Graduated driver licensing programs for young drivers may have unintended negative consequences, according to a recent study based on data released by the American Medical Association (AMA). Such programs are intended to reduce car accidents among teenage drivers. They ease new drivers from restricted licensing into full licensing. The study finds that states with the most restrictive laws showed fewer fatal accidents among 16 and 17 year-old drivers, but more accidents for 18 and 19 year olds.

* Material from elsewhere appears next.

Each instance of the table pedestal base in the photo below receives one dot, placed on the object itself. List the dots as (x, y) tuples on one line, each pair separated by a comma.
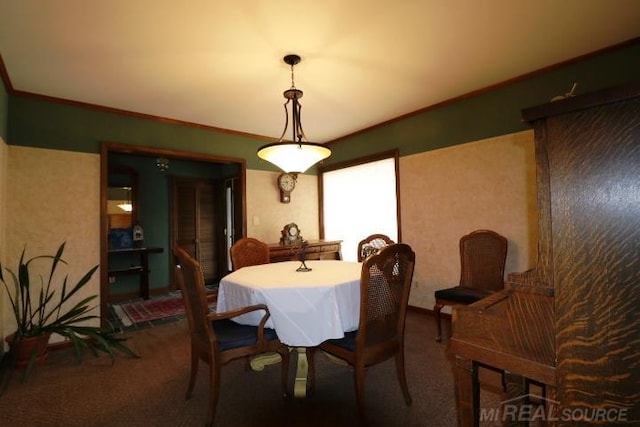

New Jersey driving laws have limited restrictions on teen drivers. In New Jersey, 16 year-olds can enroll in driver education programs, take vision and knowledge tests and obtain a learner's permit. After they have practiced supervised driving for at least six months, they can take a road test. Drivers from the ages of 17 to 20 can qualify for examination permits before their six months of supervised driving and road test. All drivers younger than 21 receive probationary licenses, and they then drive unsupervised for a year before qualifying for a basic driver's license.
The new study, conducted by an official of the California Department of Motor Vehicles, covered very broad data. It included fatal accidents involving teenagers from all 50 states and Washington, D.C. This meant considering more than 131,000 fatal crashes from 1986 to 2007. States with the most restrictive policies on teens showed fatal accidents involving 16-year-old drivers drop by 26 percent. However, the same states showed a 12 percent leap in fatal accidents involving 18-year-old motorists. These ratios were compared with states lacking such restrictions. The AMA believes the study shows that restricting younger drivers limits the experience that they need for safer driving later.